Finding and understanding data is a complex simple problem. It requires all different types of information about the data in order to determine whether it is the right data for a particular use. And many times, the type of information that will differentiate suitable from unsuitable data cannot be determined in advance. The best data governance programs ensure that this information is constantly being enriched and enhanced. But the challenge is that this metadata itself becomes a highly varied structure that can be complex and confusing for people who are not intimate with the data. The average person might know that they want a certain set of customers, and they want the same ones that were used in another analysis. They will not know tables and field names, or even report attributes, KPI calculations, etc. But if they can start with the customer table, navigate the usage relationships until it reaches some output they are familiar with, they will have found what they are looking for. As we democratize the use of our data, the population of users that fit into that “not intimate” category increases. More and more, we need to simplify how to find and use data. Interactive exploration is a critical capability that is at the heart of finding the right data.

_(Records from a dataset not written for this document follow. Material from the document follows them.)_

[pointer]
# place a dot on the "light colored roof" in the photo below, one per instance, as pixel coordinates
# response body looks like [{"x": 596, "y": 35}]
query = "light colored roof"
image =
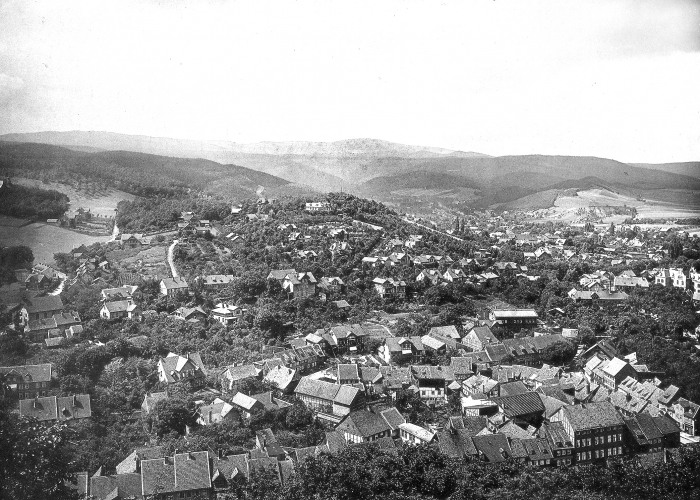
[
  {"x": 418, "y": 431},
  {"x": 519, "y": 313},
  {"x": 614, "y": 366},
  {"x": 244, "y": 401}
]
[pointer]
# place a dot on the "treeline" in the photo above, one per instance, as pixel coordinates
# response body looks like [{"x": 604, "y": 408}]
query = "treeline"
[
  {"x": 136, "y": 173},
  {"x": 32, "y": 203},
  {"x": 149, "y": 214}
]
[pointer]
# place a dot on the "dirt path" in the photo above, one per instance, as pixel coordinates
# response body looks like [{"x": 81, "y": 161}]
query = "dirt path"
[{"x": 171, "y": 261}]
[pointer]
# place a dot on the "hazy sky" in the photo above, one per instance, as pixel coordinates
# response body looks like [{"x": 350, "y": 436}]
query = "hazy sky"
[{"x": 617, "y": 79}]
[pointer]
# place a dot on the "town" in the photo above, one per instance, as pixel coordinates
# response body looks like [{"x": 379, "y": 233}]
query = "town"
[{"x": 223, "y": 349}]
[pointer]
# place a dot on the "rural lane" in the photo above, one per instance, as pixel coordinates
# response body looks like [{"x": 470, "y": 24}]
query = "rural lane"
[
  {"x": 171, "y": 262},
  {"x": 431, "y": 229}
]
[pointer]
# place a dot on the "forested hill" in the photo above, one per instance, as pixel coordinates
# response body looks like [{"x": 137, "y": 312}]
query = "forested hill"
[{"x": 137, "y": 173}]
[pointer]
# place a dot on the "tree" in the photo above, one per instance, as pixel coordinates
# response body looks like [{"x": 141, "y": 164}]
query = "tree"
[
  {"x": 172, "y": 414},
  {"x": 33, "y": 459}
]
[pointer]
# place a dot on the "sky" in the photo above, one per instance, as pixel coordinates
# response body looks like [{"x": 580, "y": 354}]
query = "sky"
[{"x": 610, "y": 78}]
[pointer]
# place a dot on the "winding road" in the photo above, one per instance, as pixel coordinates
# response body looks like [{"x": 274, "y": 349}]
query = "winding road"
[{"x": 171, "y": 262}]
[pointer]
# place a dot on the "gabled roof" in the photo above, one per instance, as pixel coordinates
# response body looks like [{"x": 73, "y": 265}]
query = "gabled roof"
[
  {"x": 456, "y": 443},
  {"x": 520, "y": 404},
  {"x": 592, "y": 415},
  {"x": 364, "y": 423},
  {"x": 174, "y": 283},
  {"x": 47, "y": 303},
  {"x": 30, "y": 373},
  {"x": 445, "y": 331},
  {"x": 348, "y": 372},
  {"x": 493, "y": 447},
  {"x": 183, "y": 472}
]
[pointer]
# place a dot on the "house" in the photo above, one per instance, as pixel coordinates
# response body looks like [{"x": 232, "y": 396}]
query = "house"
[
  {"x": 402, "y": 350},
  {"x": 630, "y": 282},
  {"x": 119, "y": 309},
  {"x": 347, "y": 374},
  {"x": 280, "y": 274},
  {"x": 647, "y": 434},
  {"x": 363, "y": 426},
  {"x": 449, "y": 331},
  {"x": 415, "y": 434},
  {"x": 611, "y": 373},
  {"x": 559, "y": 443},
  {"x": 132, "y": 463},
  {"x": 215, "y": 412},
  {"x": 318, "y": 206},
  {"x": 171, "y": 286},
  {"x": 233, "y": 376},
  {"x": 514, "y": 319},
  {"x": 493, "y": 448},
  {"x": 602, "y": 297},
  {"x": 431, "y": 276},
  {"x": 524, "y": 409},
  {"x": 389, "y": 287},
  {"x": 332, "y": 284},
  {"x": 342, "y": 305},
  {"x": 26, "y": 381},
  {"x": 55, "y": 326},
  {"x": 300, "y": 285},
  {"x": 190, "y": 313},
  {"x": 56, "y": 409},
  {"x": 479, "y": 337},
  {"x": 303, "y": 359},
  {"x": 454, "y": 276},
  {"x": 596, "y": 429},
  {"x": 150, "y": 400},
  {"x": 227, "y": 314},
  {"x": 175, "y": 369},
  {"x": 687, "y": 415},
  {"x": 283, "y": 378},
  {"x": 184, "y": 474},
  {"x": 120, "y": 293},
  {"x": 431, "y": 382},
  {"x": 325, "y": 397},
  {"x": 348, "y": 337},
  {"x": 37, "y": 308}
]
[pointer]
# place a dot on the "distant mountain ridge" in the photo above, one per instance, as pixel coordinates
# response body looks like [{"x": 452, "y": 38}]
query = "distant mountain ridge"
[{"x": 394, "y": 173}]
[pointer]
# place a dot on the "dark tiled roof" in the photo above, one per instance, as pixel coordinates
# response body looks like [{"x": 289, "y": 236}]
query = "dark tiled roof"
[
  {"x": 520, "y": 404},
  {"x": 493, "y": 447},
  {"x": 531, "y": 448},
  {"x": 393, "y": 417},
  {"x": 457, "y": 443},
  {"x": 423, "y": 372},
  {"x": 127, "y": 486},
  {"x": 44, "y": 304},
  {"x": 348, "y": 372},
  {"x": 666, "y": 425},
  {"x": 512, "y": 388},
  {"x": 363, "y": 423},
  {"x": 592, "y": 415},
  {"x": 30, "y": 373}
]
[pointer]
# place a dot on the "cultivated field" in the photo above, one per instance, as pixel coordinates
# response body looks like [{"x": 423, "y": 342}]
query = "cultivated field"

When users search for data, the trouble is always differentiating between the results. Much of the data organizations have is copies of other data. Especially in an analytical sandbox where people are constantly creating different views and combinations of similar data. Search is a difficult tool to use to distinguish between these copies because it requires you to know the exact forms of relationships before you ask the question. Some people are able to glean this information from tables and detail forms. But the majority of people are visual learners, and they need a mechanism that lets them find their information visually.
This is where data lineage can help. Most people think of lineage as “where the data came from.” But a more accurate description is “what relationships does the data have?” For most users without a complete knowledge of the data, the easiest means of understanding the data is to show it in the context of its relationships with other things. These “things” are not only its source systems and tables, but the related data sets, reports, formulas, KPIs, issues, models, and more. Depending on the use of the data, any one or all of these things may contribute to distinguishing between data that will created verifiable results and data that is untrustworthy.
Using other techniques, such as intelligent catalogs, faceted search, and machine learning recommendations can narrow down the scope in which data users have to search. But one of the main reasons for giving users access to all this data is to allow them to innovate. And these techniques cannot predict what will matter to each user in particular. Visual exploration of the lineage and relationships is the easiest way for data consumers to get from “things that might be right” to “ the right data for the job.”
Most of us explore things visually. And having a simple means of exploring the data and its relationships is a critical step to enabling the broad spectrum of users to build their own analyses. Without this capability, what they have are lists and searches. Using visual exploration allows a natural path for users to get insight into data, and leads data citizens quickly to actionable analysis.